But in Hamburg, Germany, another event took place that you won't find in any newspaper: my grandmother, Zipporah Levintan, boarded the Stockport to Liverpool, on the middle leg of a journey that would take her to join her husband (my grandfather) in Philadelphia.
In Hamburg she was likely helped by Jewish groups that assisted emigrants. Between 1901 and 1906, the Hamburg-Amerikanische Packetfahrt-Actiengesellschaft built an emigrant city in Veddel (the port area of Hamburg) with a canteen, a sleeping hall, and a synagogue. This wonderful page has pictures of the city and its buildings. Note the inscription "Mein Feld ist die Welt" on the wall in the emigration hall.

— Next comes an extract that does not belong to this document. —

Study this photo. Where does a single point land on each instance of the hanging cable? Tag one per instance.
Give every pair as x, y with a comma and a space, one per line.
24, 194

How she got to Hamburg, I don't know for sure. In 1912 she was living on Pokvrovske Street in Vitebsk (now in Belarus), according to a ship manifest for my grandfather, who had already emigrated the year before. ("Pokrovske" was the Yiddish name for "Pokrovskaya", the celebrated street where Chagall lived; today there is a museum honoring him there.) In 1913, according to a bank record, she was living in the small town where she was born: Velizh, Russia. Perhaps she would have travelled by land; the German government had set up immigrant checkpoints at Eydtkuhnen, on the border with Lithuania (now Chernyshevskoye in the Kaliningrad Oblast, Russia) and Ruhleben (near Berlin). Or perhaps she made her way to Lithuania or Latvia, and then caught a boat along the Baltic Sea to Hamburg. I only know that the manifest of the Stockport, which lists her previous place of residence (Bisheriger Wohnort) as "Kowno" (now Kaunas in Lithuania).
I haven't found a picture of the Stockport, but there is a postcard that shows its sister ship, the Bury, here. And this page tells more about the ship, which was owned by the Great Central Railway Company, one of a number of "feeder" ships that brought emigrants to ports like Liverpool for the longer transatlantic voyage that awaited them.
The ship manifest shows that my grandmother was accompanied by four children: Schmuel, age 9; Dwoire, age 7; Salman, age 3; and Mendel, age 17. I would know them by different names: Sam, who died four years before I was born; my Aunt Dorothy, my uncle Si, and my father's half-brother, Max, who died ten years before I was born. Like many Russian Jews of the period, they were leaving to escape persecution (my grandmother's grandfather was falsely imprisoned in the Velizh blood libel incident) and for a better life in America. As my uncle Si once wrote, "What if Washington Avenue was a dirty, grimy street? What if freight cars loaded with soot chugged up and down? What if the streets were not paved with gold as they had told us back in our little ghetto town in Russia? Here we had found something far more precious: freedom!"
The voyage to Liverpool took 10 days. I don't know for sure what the conditions must have been like, but since my grandparents were terribly poor, I imagine they were pretty awful. Unable to read or write, my grandmother must have found the trip baffling and frightening. She died in 1964, when I was only 6, so I never had the chance to ask her for her memories of the trip. For now, I leave her here in Hamburg, about to board the ship...
(To be continued...)
2 comments:
Interesting. Along those lines, the big news in Canada this week is that the 1921 census records have just become legally available to the public for the first time. Genealogy buffs across the country are now patiently waiting for the data to be published at the Library and Archives Canada web site....any day now.